Open a new terminal, navigate to the client/ directory, and install the React dependencies.
cd ../client
npm install
This installs React 19, React Router DOM v7, FullCalendar 6, @react-pdf/renderer, @pdfslick/react, and Vite 8, among others.
7

Configure client environment variables

Create a .env file inside the client/ directory. The apiClient.js module reads VITE_API_URL to build every HTTP request.
# client/.env
VITE_API_URL=http://localhost:3000
If you changed the backend port, update this value to match.
8

Start the frontend

From inside the client/ directory, start the Vite development server.
npm run dev
Vite will print the local URL — by default http://localhost:5173. Open that address in your browser.

Verify the Backend Is Running

Before opening the browser, confirm the API is healthy with a quick GET to the root endpoint:
curl http://localhost:3000/
Expected response:
{
  "status": "ok",
  "message": "Servidor MELIKA funcionando correctamente"
}
A 200 OK with that body means Express is up, the middleware is loaded, and all routes are registered.

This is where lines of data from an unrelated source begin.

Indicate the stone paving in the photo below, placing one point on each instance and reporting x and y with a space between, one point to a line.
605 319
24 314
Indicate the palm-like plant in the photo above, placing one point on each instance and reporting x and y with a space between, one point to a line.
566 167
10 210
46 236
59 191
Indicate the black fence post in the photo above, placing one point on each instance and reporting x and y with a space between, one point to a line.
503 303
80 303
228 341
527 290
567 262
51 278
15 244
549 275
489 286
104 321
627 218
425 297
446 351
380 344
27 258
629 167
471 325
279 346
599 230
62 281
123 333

Create the First Admin User

MELIKA does not expose a public sign-up flow for admin accounts. Use the bundled seed script to create the first administrator directly in the database:
# Run from the server/ directory
node scripts/crearAdmin.js
The script inserts a new user with the admin role. Check the script source at server/scripts/crearAdmin.js to see the default credentials and update them before running in any shared environment.

CORS Configuration

The server allows requests from the following origins by default (configured in src/server.js):
const allowedOrigins = [
  'http://localhost:5173',
  'http://127.0.0.1:5173',
  process.env.FRONTEND_URL   // your FRONTEND_URL env var
];
Requests from any other origin will be rejected by the cors middleware with a No permitido por CORS error before any route logic runs. To allow additional origins (such as a staging domain), add them to FRONTEND_URL or extend the allowedOrigins array.
Deploying to production? MELIKA is pre-configured for Railway. Railway can host the Express backend, React frontend (built with npm run build), and a managed PostgreSQL instance — all under a single project. Set the same environment variables shown above in each Railway service’s Variables tab. See the Deployment guide for a step-by-step walkthrough.